Adding/removing slaves (probably, but maybe not)
Test, test, test
Install from scratch, upgrade.
Convert to/from HA?
Adding and removing slaves. How long until they're ready?
Automatic failover.
Automatic failback. This would be nice, and doable. It should also be schedulable though. And probably off by default.
So one concern I have with pacemaker, and floating ips in general, is the requirement that the nodes will need to have some sort of proximity. The service IP address will need to be one that is routable to any node in the cluster. So this will rule out geographic redundancy.
This may be a restriction we want to accept though.
@ibaum Another shortcoming of the floating IP model is it cannot be used in some cloud infras, such as AWS, right? That may be something we have to accept but it's worth mentioning.
@ibaum This level of HA is not meant for geo-diversity / disaster recovery, it is meant for High Availability within a data center. For geo-diveristy we would want to look to the GitLab GEO product.
@northrup That seems reasonable. For the initial version then I'll look into automating pacemaker's floating ips.
@dblessing I'll do my best to leave the floating ip/load balancer functionality easily disabled and well documented so users can opt for their own solutions when needed.
@ibaum I see what @dblessing is saying, it does look like this is a pain in the arse as every provider does it differently and has a different API that you have to call in order to invoke the function.

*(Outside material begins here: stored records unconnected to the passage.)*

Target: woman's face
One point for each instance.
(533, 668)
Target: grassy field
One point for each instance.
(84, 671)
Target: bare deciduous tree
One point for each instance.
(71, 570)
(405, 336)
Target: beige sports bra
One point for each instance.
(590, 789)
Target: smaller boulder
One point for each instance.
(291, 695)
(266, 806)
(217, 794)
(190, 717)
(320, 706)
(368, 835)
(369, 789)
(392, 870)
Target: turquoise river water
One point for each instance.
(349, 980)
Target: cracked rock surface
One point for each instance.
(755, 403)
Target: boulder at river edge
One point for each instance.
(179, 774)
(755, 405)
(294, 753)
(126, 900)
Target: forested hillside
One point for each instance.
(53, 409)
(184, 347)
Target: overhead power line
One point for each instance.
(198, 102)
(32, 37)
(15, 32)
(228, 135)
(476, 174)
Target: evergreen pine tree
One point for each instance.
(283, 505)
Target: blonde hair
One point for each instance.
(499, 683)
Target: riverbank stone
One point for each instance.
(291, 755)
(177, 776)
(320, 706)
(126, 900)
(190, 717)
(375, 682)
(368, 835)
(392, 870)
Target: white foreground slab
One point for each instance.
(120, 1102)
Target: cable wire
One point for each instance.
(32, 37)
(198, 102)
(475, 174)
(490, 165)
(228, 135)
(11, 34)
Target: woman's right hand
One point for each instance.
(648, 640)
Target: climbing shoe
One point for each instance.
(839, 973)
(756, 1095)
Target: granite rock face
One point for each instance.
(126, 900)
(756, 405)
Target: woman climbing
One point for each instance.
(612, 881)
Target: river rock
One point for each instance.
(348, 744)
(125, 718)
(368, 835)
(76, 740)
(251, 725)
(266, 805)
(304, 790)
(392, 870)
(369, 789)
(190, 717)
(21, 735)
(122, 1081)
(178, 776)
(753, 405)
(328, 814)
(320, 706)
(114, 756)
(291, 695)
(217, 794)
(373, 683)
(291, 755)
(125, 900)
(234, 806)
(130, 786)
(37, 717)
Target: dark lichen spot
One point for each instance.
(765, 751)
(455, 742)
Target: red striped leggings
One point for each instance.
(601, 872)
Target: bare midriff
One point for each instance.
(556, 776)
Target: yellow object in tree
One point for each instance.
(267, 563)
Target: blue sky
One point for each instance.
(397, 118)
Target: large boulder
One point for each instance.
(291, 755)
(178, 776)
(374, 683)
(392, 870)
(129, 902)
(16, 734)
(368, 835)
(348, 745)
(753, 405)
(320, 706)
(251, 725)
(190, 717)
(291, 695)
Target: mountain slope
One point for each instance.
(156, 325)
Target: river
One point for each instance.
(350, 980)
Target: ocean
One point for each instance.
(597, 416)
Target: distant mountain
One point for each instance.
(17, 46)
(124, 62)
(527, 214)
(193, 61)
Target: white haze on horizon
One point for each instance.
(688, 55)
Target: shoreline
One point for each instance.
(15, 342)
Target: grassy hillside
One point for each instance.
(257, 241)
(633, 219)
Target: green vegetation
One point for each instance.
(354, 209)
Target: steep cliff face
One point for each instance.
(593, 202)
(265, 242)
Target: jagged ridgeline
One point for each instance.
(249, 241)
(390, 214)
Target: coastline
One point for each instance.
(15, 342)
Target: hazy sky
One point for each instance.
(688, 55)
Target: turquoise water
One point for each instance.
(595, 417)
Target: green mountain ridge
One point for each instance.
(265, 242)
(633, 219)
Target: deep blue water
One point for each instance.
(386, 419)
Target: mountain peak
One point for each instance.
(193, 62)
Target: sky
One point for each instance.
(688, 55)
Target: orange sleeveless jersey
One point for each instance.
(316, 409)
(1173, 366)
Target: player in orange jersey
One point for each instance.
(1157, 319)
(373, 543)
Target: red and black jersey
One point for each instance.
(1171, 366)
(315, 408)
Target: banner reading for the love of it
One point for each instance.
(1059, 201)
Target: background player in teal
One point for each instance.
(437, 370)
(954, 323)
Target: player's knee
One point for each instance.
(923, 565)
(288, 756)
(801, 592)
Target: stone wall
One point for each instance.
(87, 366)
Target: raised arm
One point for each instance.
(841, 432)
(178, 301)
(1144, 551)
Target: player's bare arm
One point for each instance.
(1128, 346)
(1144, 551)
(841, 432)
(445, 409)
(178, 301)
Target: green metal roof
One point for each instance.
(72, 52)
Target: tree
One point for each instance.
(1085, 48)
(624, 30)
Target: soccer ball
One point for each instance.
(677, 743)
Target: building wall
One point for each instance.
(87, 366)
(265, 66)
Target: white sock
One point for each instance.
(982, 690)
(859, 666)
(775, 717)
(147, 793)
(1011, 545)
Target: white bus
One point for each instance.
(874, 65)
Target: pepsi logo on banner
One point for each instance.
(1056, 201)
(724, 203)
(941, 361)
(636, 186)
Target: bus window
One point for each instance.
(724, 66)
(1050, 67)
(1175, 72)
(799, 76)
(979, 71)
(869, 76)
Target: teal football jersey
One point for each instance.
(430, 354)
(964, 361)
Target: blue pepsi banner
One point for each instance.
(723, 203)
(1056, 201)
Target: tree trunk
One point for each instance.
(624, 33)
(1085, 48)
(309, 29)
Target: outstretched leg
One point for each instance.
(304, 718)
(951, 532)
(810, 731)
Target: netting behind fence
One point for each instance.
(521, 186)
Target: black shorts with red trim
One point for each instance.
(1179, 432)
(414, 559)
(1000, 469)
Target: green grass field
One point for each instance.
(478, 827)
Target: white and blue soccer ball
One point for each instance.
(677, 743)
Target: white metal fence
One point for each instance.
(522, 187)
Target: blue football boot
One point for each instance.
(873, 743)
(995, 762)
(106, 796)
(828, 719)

@northrup@dblessing Right, I think initially my plan is to clearly document our expectations. For people who can't use pacemaker, it should be clear what they need to configure on their providers load balancer. It may be worth automating the larger providers (Amazon, Google) offerings down the road. But might be a bit much for the initial versions.
I've been spending some time getting pacemaker and it's dependencies built within omnibus. This has involved some (a lot of) back and forth with dependencies.
I've currently got corosync and it's dependencies building and installed, which does add about 50mb worth of files to omnibus. I'll go back through everything and make sure we're only installing run time dependencies, not build time.
The next step is glib, which pacemaker depends on. The latest stable does have a build time dependency on a newer version of pcre than most distributions have in their repositories. So that would require us to build an omnibus pcre, which also depends on ncurses, which is failing on centos due to wide character issues. I'll spend some time tomorrow walking back the glib version to one that maybe doesn't need so new of a version of pcre.
If possible we should consider an alternative setup that can also help setup Geo (which is a special case for HA, much simpler without the pacemaker, etc):
Tore down my dev cluster today, and attempted to spin it back up from scratch using the code from !1251 (closed). On the primary, I'm running into issues with the listen_address attribute. Once I change that, other calls start erroring that they can't reach the database over 127.0.0.1. I'll need to dig into that tomorrow. Ideally, local commands still talk to the db over the socket file, and only the standby server(s) use the network port.
Marin Jankovskichanged title from Investigate automating PostgreSQL HA setup to PostgreSQL HA setup with omnibus-gitlab package
changed title from Investigate automating PostgreSQL HA setup to PostgreSQL HA setup with omnibus-gitlab package
We expect that the MR gets merged in the current (alpha) form in 9.2. We will also work on the next iteration in the 9.2 cycle. The goal is to have the full simple PG HA setup shipped with 9.2.
@ibaum from reading through the database load balancing feature, it looks like this requires manual intervention to recover. Is that correct, or will pgbouncer avoid this?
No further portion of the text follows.